The film’s presentation of Kenny’s battle against orthodox orthopedia, especially in the person of Dr. Brack, provides some dramatic scenes. One is where Dr. Bracks’ “recovered” patient appears all trussed up in braces, while Kenny’s patient, a little girl who had been paralyzed in both legs and in the back, appears wearing no braces and able to turn cartwheels. Another good scene is where Kenny confronts Dr. Brack as he is demonstrating a polio case before a group of doctors, with ensuing fireworks.

It is not only because what Kenny discovered is not written in the books that the Dr. Bracks have fought her so savagely. Imagine a mere nurse, a bush nurse, being successful with simple methods, when they, with their complicated trusses and braces, have failed. Again and again Dr. Brack is shown reminding Kenny that she is a nurse, that she has taken an oath to help doctors and not to teach hem.

Philip Merivale, cast in the role of Dr. Brack, gives an excellent performance of a sincere-enough stuffed shirt, the victim of his orthodoxy and self-importance. Rosalind Russell as Sister Kenny succeeds in portraying a real personality. She is said to have spent a great deal of time with Sister Kenny before making the picture. Alexander Knox, cast as the Australian doctor between whom and Kenny there is a deep friendship, does an understanding job and wins the sympathy of the audience as representing the type of doctor whose investigating mind helps to establish new methods of treating disease.
 

Of Contemporary Interest

Such films as Pasteur and Madame Curie are of the past, so to speak, while Sister Kenny is of the present. The plague of polio has still to be fought. An audience realizes this while watching the film and is impelled to take sides for or against Sister Kenny. A reasonable reaction to the film is that Sister Kenny’s ideas should have been received with scientific objectivity instead of a prior opposition. True scientific inquiry would have called for a thorough investigation of all the patients Kenny had cured in the epidemic that struck her community in the Australian hinterland. Instead, every obstacle was placed in her way and she was barred from treating new cases, where her methods are most effective. Still she cured and improved many children given up by the orthopedists as incurable. These are really facts, not Hollywood fiction.

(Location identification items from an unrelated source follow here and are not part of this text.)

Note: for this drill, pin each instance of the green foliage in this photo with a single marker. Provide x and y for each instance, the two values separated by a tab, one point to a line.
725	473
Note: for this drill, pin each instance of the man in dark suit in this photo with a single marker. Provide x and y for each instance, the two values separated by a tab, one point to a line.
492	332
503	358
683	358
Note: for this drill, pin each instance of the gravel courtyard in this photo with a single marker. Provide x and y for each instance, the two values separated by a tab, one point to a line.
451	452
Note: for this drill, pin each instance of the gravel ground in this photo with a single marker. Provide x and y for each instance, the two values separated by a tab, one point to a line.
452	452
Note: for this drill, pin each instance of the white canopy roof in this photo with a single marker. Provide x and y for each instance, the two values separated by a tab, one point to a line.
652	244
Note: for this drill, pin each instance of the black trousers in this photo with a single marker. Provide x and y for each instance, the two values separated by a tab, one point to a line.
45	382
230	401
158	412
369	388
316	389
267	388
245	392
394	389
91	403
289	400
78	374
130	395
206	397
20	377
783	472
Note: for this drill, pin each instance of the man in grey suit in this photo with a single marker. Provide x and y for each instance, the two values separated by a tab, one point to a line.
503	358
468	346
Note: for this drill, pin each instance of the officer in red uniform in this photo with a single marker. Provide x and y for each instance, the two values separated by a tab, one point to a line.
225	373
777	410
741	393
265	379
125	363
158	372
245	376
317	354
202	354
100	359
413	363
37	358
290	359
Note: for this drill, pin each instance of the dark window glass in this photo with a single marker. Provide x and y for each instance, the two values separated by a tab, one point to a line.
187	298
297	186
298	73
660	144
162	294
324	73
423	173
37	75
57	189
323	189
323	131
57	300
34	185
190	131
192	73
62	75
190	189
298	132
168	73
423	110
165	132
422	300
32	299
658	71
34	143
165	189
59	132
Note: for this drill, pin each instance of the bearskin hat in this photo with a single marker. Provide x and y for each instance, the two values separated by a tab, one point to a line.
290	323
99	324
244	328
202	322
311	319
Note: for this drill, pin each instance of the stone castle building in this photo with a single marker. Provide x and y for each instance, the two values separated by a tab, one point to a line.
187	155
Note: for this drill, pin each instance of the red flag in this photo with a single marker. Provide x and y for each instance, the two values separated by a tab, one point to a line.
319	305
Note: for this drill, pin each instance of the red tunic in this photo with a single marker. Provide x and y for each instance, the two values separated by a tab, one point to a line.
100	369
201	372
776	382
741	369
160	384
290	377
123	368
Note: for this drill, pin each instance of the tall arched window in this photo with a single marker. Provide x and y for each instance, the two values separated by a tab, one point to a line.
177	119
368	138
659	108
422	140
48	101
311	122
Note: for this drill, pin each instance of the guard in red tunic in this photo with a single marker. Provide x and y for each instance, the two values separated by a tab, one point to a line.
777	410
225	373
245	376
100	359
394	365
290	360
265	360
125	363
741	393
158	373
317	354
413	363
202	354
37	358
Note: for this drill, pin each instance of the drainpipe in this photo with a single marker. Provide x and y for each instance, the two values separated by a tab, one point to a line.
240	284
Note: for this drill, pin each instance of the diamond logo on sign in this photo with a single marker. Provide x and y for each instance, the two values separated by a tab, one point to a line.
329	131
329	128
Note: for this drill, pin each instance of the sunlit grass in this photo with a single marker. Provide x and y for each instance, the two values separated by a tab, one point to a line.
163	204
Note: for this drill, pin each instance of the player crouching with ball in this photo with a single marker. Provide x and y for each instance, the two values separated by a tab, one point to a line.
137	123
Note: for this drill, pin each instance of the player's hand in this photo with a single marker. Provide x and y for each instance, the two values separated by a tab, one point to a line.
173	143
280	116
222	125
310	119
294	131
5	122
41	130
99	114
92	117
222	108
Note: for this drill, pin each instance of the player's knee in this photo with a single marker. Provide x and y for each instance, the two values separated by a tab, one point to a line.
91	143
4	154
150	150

While there is still much to be learned about polio in order to control and prevent its ravages, today more and more general practitioners and pediatricians employ the Kenny treatment, having given up the orthodox methods as unsuccessful. The same is true of hospitals. The “Kenny packs” and Kenny ideas are used, even though Kenny is not given the recognition she has earned. In deference to orthodox orthopedia and to the big-business power of conservative medicine, Kenny’s horn is not tooted too loudly by the profession. As one whose family has benefited by Kenny’s revolutionary though simple treatment, this reviewer welcomed the film version of her life.